僕自身も「ブロガー」として、「書く」という好きなことを仕事にしています。その中では日々迷いもあり、思うようにアクセス数が伸びない時などは、自分の限界を感じて逃げたくもなります。
「正しい努力。それはズバリ、変化することだ。昨日と同じ自分でいない」という文章には激しく共感します。これはホントに大切な視点だと思います。
僕自身も、タイピングの速度が少しだけ上がる、タイトルの付け方がうまくなる、インタビューがうまくなる、投稿の適切な時間が分かるようになる、といった些細な変化の蓄積が、自分を比類ない存在にまで高めてくれると信じています。
自分と戦い続けるプロゲーマーという存在から、多くのことを学ぶことができる素晴らしい一冊です。ぜひ手に取ってみてください。
おまけ。ウメハラ氏の伝説の試合と呼ばれる「背水の逆転劇」。

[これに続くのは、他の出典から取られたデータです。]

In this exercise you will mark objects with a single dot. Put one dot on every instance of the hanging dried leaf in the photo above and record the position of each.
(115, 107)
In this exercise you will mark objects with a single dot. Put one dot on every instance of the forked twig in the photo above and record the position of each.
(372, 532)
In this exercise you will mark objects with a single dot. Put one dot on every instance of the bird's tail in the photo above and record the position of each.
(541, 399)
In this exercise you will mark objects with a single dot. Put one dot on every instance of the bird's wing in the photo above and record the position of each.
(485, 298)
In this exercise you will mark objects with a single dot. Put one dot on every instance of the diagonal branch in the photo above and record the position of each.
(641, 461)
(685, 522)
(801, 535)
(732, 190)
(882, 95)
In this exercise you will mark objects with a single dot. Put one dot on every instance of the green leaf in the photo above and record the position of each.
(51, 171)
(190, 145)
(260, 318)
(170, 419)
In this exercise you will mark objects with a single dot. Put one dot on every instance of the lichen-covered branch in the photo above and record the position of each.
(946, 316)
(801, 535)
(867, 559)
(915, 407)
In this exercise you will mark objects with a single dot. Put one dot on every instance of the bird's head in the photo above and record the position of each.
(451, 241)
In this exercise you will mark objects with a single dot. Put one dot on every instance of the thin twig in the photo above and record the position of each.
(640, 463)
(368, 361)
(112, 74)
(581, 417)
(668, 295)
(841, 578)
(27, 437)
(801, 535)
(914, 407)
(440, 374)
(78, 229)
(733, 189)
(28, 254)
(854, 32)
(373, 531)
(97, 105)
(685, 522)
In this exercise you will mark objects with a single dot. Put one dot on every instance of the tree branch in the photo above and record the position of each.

ライフゲージ残り1ドットから、信じられない逆転を果たし、優勝します。
ちなみにこの動画、コメント欄も面白く、
ウメハラの一番凄いところは、格ゲー以外の全てを捨てていること
格ゲー完全特化型とでも言えばいいのかな、それが根底にあるんだよな
俺が好きなウメの名言にこういうのがある (格ゲーで強くなる秘訣は何ですか?と聞かれて) 「格ゲー以外でいかに弱くなるか、ってことじゃないかな」格ゲーに関係ない知識は少しも頭に入ってないし、自分の名前さえ漢字で書けない
ウメハラの大会のエントリーシートにはいつもひらがなで「うめはら だいご」って書いてある
でも俺はその7文字のひらがなが最高にカッコイイと思う
立派な漢字で名前を書いてる他のどの参加者にも、ウメの昇竜拳は負けないのだから
なんて素敵なコメントがあります。